- Location of Barrington Head, Nova Scotia
- Coordinates: 43°34′06″N 65°34′38″W﻿ / ﻿43.568333°N 65.577222°W
- Country: Canada
- Province: Nova Scotia
- County: Shelburne
- Municipal district: Barrington
- Time zone: UTC-4 (AST)
- • Summer (DST): UTC-3 (ADT)
- Postal code(s): B0W 1E0
- Area code: 902
- Access Routes: Trunk 3

= Barrington Head, Nova Scotia =

Barrington Head is a locality in the Canadian province of Nova Scotia, located in the Municipality of the District of Barrington of Shelburne County.

Originally a community, it was amalgamated with the community of Barrington in 2006.
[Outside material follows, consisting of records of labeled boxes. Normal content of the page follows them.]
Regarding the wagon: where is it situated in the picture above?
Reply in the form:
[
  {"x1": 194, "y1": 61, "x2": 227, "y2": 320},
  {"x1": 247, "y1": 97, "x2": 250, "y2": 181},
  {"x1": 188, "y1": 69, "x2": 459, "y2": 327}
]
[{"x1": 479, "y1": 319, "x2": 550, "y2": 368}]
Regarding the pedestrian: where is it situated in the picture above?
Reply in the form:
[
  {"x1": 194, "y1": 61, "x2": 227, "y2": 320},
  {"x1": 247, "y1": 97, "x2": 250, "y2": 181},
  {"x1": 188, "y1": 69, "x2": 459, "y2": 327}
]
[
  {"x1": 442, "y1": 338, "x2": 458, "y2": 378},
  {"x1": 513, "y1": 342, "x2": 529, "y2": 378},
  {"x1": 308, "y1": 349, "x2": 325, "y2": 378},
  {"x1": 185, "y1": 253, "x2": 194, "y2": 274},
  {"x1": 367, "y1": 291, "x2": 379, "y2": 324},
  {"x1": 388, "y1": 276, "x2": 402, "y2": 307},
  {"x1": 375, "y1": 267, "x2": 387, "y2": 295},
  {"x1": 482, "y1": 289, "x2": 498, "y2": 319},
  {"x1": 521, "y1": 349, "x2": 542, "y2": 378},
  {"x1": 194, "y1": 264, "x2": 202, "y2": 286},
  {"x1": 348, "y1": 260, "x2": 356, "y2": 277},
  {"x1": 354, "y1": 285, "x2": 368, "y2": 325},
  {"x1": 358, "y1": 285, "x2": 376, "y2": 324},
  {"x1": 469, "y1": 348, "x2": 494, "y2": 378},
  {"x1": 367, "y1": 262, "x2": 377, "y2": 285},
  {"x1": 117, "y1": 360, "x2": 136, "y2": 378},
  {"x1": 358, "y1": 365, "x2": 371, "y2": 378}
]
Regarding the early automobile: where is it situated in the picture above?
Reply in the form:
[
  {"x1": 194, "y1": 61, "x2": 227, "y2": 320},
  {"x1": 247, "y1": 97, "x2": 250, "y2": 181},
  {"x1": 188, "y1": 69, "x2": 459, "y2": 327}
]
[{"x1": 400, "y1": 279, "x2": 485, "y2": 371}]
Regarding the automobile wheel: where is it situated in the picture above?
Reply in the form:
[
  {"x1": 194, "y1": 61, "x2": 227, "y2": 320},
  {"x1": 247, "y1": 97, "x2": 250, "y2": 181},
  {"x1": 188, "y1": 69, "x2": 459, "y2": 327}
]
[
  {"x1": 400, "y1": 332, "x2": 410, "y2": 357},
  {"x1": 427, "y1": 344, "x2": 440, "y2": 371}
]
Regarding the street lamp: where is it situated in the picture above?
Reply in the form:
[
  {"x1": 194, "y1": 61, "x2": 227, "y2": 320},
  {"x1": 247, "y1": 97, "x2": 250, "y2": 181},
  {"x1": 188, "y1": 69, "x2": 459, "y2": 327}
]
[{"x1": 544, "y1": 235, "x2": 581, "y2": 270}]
It refers to a general geographic area consisting of the region to the east of the head of the Barrington River (which flows into Barrington Bay), Route 3, to approximately the Hibbard's Brook bridges, one near the Barrington Municipal Exhibition Grounds on Route 3, and one other being on Route 309, on the Villagedale Road. Barrington Head was once home to Swim's General Store, and contains the Kenney Shell Station, the United Church, Barrington Exhibition Grounds, 7E Volunteer Fire Department, and the Goodwill Club of Barrington.

Forest Ridge Academy (elementary school) is in the area, as well as the Dept. of Highways building.